Endovascular aneurysm repair (EVAR) has enabled faster recovery after treatment of an abdominal aortic aneurysm (AAA) compared to conventional open surgery. The common femoral artery (CFA) is traditionally exposed for EVAR by means of open cutdown. While low perioperative morbidity is one of the major advantages of EVAR, open CFA exposure is associated with high rates of wound-related problems.^1,2 Therefore, percutaneous access for performing EVAR was introduced to offer a more minimally invasive approach to obtaining hemostasis of the groin access site and, consequently, to reduce wound-related morbidity.

A percutaneous closure system is used for the closure of the puncture site and is usually deployed before the insertion of the sheath, and the hemostatic sutures are tied at the end of the procedure. The potential advantages of percutaneous closure include a reduction in wound complications, such as post-operative seromas, wound dehiscence, and infections,³ as well as a shorter hospital stay,^4,5 reduced postoperative pain,^6,7 and a shorter operation time.^6,8,9 However, higher morbidity after percutaneous CFA closure compared to open exposure has also been reported.¹⁰ The available literature shows technical success rates for different percutaneous closure systems ranging from 92% to 100%.^9,11 Some studies have further reported predictors of technical failure, including femoral artery calcification, operator experience, and sheath size.^12,13 Opposite results have also been reported, however, with no effects of patient characteristics on success rate.^13,14

This study aims to review the use of percutaneous access and closure using the Prostar XL (Abbott Vascular, Santa Clara, CA, USA) device at a single institution. Prostar XL was introduced in our institution during the study period. The aim is to study perioperative and long-term complication rates compared to other closure methods, to evaluate the learning curve related to the successful use of the Prostar XL, and to analyze whether there are factors that predict technical failure.

Material and Methods

Patients undergoing EVAR for an infrarenal AAA between January 2005 and December 2013 at a single academic institution were identified from a prospectively maintained database. Follow-up data were collected retrospectively from electronic medical records until December 31, 2016.

Patients were eligible for EVAR if they had an AAA diameter of >5.5 cm (male) or >5.0 (female), or an AAA with a rapidly increasing sac (>1 cm per year or >5 mm over a 6-month period). Ruptured aneurysm cases were excluded, but otherwise urgently managed patients with symptomatic or massive aneurysms were included.

All procedures were performed by the same group of vascular surgeons and interventional radiologists working at a single institution in a fully equipped operating room with fluoroscopic guidance.
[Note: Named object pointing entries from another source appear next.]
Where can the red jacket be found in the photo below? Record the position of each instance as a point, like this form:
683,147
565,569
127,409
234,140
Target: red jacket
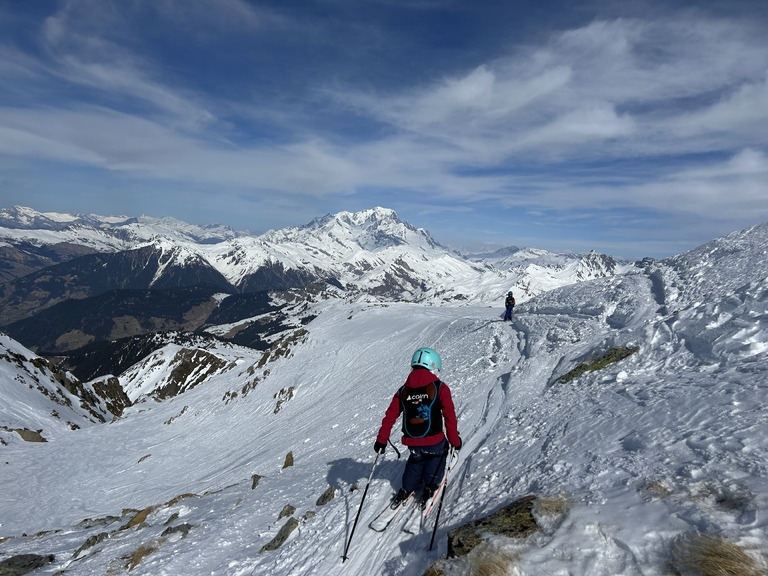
417,379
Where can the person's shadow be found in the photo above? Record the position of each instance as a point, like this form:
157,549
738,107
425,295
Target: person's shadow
347,474
351,476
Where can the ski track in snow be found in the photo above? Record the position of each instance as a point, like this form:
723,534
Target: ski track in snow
686,413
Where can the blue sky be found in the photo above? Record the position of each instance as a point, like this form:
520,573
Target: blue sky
635,129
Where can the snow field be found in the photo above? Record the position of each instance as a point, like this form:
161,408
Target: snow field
668,440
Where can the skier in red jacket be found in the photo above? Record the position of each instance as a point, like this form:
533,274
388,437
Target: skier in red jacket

Iopromide was used as contrast medium, and patients were treated under spinal, local, or general anesthesia.

Baseline demographic data were recorded, including sex, age, body mass index, and history of smoking (never, current, ex-smoker). Comorbidities were obtained. Diabetes, hypertension, and dyslipidemia were identified when a patient was undergoing active medical treatment or diet modification. Cerebrovascular disease was defined as a history of stroke, transient ischemic attack, or cerebral hemorrhage. Coronary artery disease was identified as a history of myocardial infarction, an abnormal finding in a coronary angiogram, or angina pectoris symptoms. A history of peripheral artery revascularization was defined as peripheral artery disease. Obstructive pulmonary disease, a history of pulmonary cancer, or another pulmonary disease remarkably affecting the pulmonary function studies was recorded. Current anticoagulation therapy was recorded. Intraoperative details included the arterial closure method, device type, sheath size, and operative time.
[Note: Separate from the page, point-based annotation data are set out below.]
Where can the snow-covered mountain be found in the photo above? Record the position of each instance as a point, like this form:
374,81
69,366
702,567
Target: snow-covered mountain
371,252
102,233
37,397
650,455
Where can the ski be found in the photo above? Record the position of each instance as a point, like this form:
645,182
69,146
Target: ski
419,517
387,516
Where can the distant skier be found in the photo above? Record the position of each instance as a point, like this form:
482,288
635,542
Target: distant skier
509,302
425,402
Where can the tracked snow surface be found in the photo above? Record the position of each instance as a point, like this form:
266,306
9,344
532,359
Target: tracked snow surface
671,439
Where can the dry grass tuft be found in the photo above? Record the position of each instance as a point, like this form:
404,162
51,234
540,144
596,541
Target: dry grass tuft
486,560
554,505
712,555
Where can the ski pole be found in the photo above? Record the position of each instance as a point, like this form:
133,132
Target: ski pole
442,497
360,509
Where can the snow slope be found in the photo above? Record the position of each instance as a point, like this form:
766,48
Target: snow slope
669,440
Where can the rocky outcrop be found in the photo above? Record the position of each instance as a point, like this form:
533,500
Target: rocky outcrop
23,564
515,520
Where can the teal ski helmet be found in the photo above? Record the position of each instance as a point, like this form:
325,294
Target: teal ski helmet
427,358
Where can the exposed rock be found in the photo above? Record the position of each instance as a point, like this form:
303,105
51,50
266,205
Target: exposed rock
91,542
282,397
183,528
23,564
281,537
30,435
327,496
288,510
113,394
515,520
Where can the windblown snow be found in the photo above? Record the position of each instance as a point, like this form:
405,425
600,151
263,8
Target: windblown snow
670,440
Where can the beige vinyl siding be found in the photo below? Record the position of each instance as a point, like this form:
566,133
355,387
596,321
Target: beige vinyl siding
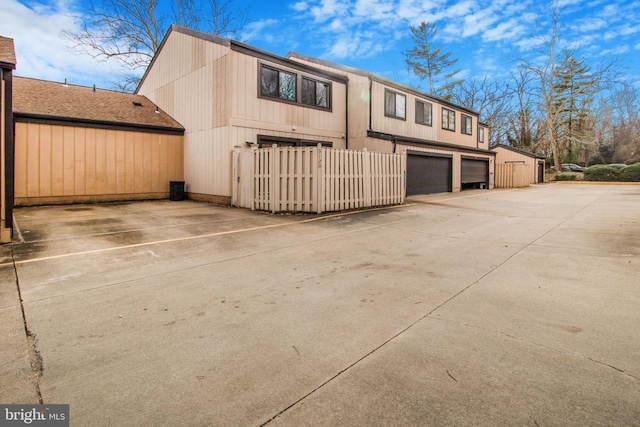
249,110
408,127
504,155
64,164
484,145
190,81
455,164
456,161
212,91
5,232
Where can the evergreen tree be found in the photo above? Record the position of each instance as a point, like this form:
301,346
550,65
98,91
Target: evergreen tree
430,63
575,92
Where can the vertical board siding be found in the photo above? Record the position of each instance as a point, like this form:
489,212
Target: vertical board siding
64,163
512,175
317,179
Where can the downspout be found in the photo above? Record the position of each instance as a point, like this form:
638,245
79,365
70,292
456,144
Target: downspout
346,113
370,103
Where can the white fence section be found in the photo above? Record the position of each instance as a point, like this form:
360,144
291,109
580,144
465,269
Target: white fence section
317,179
512,175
The endografts used were the Zenith (Cook, Bloomington, IN, USA), Endurant (Medtronic, Minneapolis, MN, USA), and Excluder (W.L. Gore, Flagstaff, AZ, USA). The only percutaneous closure device included in the study was the Prostar XL (Abbott Vascular, Santa Clara, CA, USA), which is indicated for closing the common femoral artery access siteafter large introducers.

Preoperative computed tomography angiography (CTA) scans were reviewed retrospectively. The anatomic measurements included CFA diameter, anterior calcification (none, <50% circumferential anterior calcification, or ≥50% circumferential anterior calcification), and distance from skin to the CFA.
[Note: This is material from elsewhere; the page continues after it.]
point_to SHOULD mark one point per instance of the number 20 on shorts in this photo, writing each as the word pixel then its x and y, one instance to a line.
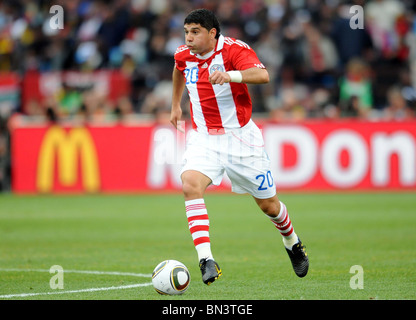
pixel 266 181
All analyses were performed per access site. In the case of a failed percutaneous closure, the access site was analyzed in an intention-to-treat group.

Groin complications were identified from documented clinical or radiological (duplex ultrasonography or CT) data. Only clinically relevant complications were determined, including any groin-related complications requiring a reoperation, wound complications requiring antibiotic or local wound therapy, seromas requiring puncture or another procedure, and pseudoaneurysms treated with a thrombin injection.

Patients with missing or low-quality preoperative CTA scans were excluded, as were those whose preoperative CTA scan did not extend down to the CFA. Patients undergoing uni-iliac endografting and femoro-femoral cross-over bypass were excluded, as were patients needing CFA endarterectomy or some other femoral artery reconstruction simultaneously. Groin punctures closed with compression or with a percutaneous closure system other than the Prostar XL were also excluded.

Operator experience was defined with a cut-off point of >30 closures performed with the Prostar XL. A failure was defined as a need for an early conversion due to bleeding or late procedures to treat a pseudoaneurysm at the access site. If necessary, manual compression after any closure method was allowed.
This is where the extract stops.